# Knee issues = balance issues... need some help!



## tinyliny (Oct 31, 2009)

Well, first of all, I'd think that another visit to the doctor might be in order, and some physical therapy. It sounds like the supporting muscles have either gotten weaker from the injury itself, or from the limping that followed it.

Is your balance when standing (not on the horse) affected? balance is both a product of your inner ear functioning correctly and all the minor support muscles in your foot, calf and in particular, around the pelvis.

Some knee trouble in equestriennes is especially worsened due to having the inner thigh muscles so strong that they are not balanced by the outer thigh muscles, and consequently, the kneecap gets pulled off center.
I have this trouble, a lot. I try to do excersizes that strengthen the outer thigh and the gluteal muscles, like lying on one side and lifting the leg up, and doing gluteal muscles squeezes ( just standing, like washing dishes and such, you tighten your butt muscles and only them and hold it for a bit. Do 20 times).

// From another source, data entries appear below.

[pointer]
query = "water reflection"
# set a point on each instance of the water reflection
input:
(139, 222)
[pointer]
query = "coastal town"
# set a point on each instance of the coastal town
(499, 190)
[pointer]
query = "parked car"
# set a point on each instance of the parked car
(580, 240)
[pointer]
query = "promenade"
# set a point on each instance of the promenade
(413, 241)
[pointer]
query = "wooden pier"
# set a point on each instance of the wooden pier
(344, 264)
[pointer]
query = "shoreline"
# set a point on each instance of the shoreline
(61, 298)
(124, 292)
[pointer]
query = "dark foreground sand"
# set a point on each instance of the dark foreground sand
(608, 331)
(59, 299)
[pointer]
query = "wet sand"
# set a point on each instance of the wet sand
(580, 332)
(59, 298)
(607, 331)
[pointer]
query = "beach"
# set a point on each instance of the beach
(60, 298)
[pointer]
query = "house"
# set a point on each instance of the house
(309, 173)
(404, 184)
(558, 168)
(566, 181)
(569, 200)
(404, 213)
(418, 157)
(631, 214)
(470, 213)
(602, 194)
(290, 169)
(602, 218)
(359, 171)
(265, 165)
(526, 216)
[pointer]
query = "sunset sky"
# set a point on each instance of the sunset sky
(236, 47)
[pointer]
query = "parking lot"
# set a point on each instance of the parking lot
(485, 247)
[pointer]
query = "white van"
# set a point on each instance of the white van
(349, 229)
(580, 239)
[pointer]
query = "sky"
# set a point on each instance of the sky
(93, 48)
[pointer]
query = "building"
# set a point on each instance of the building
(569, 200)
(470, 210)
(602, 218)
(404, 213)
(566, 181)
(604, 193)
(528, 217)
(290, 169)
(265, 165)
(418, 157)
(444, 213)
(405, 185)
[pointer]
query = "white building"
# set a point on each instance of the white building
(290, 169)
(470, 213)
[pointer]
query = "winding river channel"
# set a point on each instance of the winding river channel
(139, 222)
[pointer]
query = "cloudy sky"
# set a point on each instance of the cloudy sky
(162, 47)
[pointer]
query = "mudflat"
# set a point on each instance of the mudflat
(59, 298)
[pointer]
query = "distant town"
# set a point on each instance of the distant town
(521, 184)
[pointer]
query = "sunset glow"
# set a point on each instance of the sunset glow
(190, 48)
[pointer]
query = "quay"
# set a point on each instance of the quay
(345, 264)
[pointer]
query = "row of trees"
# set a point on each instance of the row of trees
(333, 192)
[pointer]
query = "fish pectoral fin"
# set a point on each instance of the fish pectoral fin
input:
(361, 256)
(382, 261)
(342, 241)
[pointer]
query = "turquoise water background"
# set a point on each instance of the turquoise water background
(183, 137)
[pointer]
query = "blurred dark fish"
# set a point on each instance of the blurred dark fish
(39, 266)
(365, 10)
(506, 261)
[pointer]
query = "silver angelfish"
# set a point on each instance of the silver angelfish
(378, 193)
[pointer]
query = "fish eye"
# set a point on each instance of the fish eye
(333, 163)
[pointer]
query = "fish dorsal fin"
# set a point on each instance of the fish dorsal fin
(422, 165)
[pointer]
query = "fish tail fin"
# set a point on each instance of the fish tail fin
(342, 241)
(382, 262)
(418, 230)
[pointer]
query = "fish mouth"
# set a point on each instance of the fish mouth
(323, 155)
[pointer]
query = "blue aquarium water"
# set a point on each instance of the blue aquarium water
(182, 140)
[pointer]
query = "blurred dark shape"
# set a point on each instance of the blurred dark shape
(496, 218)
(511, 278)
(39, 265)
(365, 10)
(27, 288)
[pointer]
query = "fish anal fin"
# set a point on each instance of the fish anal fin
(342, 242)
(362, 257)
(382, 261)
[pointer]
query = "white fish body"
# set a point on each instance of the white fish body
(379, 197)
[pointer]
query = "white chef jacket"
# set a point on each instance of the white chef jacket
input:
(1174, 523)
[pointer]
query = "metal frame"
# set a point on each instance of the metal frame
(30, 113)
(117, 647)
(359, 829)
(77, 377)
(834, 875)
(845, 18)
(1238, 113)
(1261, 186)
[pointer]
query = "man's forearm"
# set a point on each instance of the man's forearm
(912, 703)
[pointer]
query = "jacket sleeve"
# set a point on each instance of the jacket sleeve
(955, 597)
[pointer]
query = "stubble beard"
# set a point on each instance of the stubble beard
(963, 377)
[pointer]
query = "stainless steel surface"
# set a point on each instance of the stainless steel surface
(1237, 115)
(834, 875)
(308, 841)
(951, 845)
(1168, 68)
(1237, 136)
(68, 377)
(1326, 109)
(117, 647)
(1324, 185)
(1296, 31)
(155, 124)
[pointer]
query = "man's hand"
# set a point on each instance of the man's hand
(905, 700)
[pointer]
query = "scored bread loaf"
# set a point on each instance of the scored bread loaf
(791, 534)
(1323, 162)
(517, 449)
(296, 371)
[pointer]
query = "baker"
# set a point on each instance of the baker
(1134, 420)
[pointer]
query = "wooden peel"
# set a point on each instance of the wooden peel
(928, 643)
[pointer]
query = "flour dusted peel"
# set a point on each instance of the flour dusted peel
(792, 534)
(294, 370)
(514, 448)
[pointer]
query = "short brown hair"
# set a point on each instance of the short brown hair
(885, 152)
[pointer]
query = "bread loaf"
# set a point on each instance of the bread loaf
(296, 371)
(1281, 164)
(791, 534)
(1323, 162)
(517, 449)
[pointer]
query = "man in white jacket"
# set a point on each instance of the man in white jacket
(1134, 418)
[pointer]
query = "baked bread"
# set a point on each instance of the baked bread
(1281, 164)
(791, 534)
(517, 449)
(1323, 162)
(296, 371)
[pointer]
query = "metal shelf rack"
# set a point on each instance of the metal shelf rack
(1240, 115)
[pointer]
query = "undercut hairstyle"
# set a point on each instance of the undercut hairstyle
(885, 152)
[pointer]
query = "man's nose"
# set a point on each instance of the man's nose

This might help you, but I think a doctor would better be able to tell what sort of excersize will strengthen your leg. I do believe that it's a bit soon to expect things to be back to normal. Don't despair.


----------



## Britt (Apr 15, 2008)

Thanks! I'm also thinking that another doctor visit is needed...


----------



## cowboy bowhunter (Mar 15, 2012)

You just need to work on your ballance without sturrups. I have 2 bad knees, And im only 26. I have times where i have to ride with my legs just hanging to relax them on long trail rides. 
I got kicked by a horse in one knee and a cow in the other.


----------



## MN Tigerstripes (Feb 20, 2009)

I second the doctor visit and possible a physical therapist. 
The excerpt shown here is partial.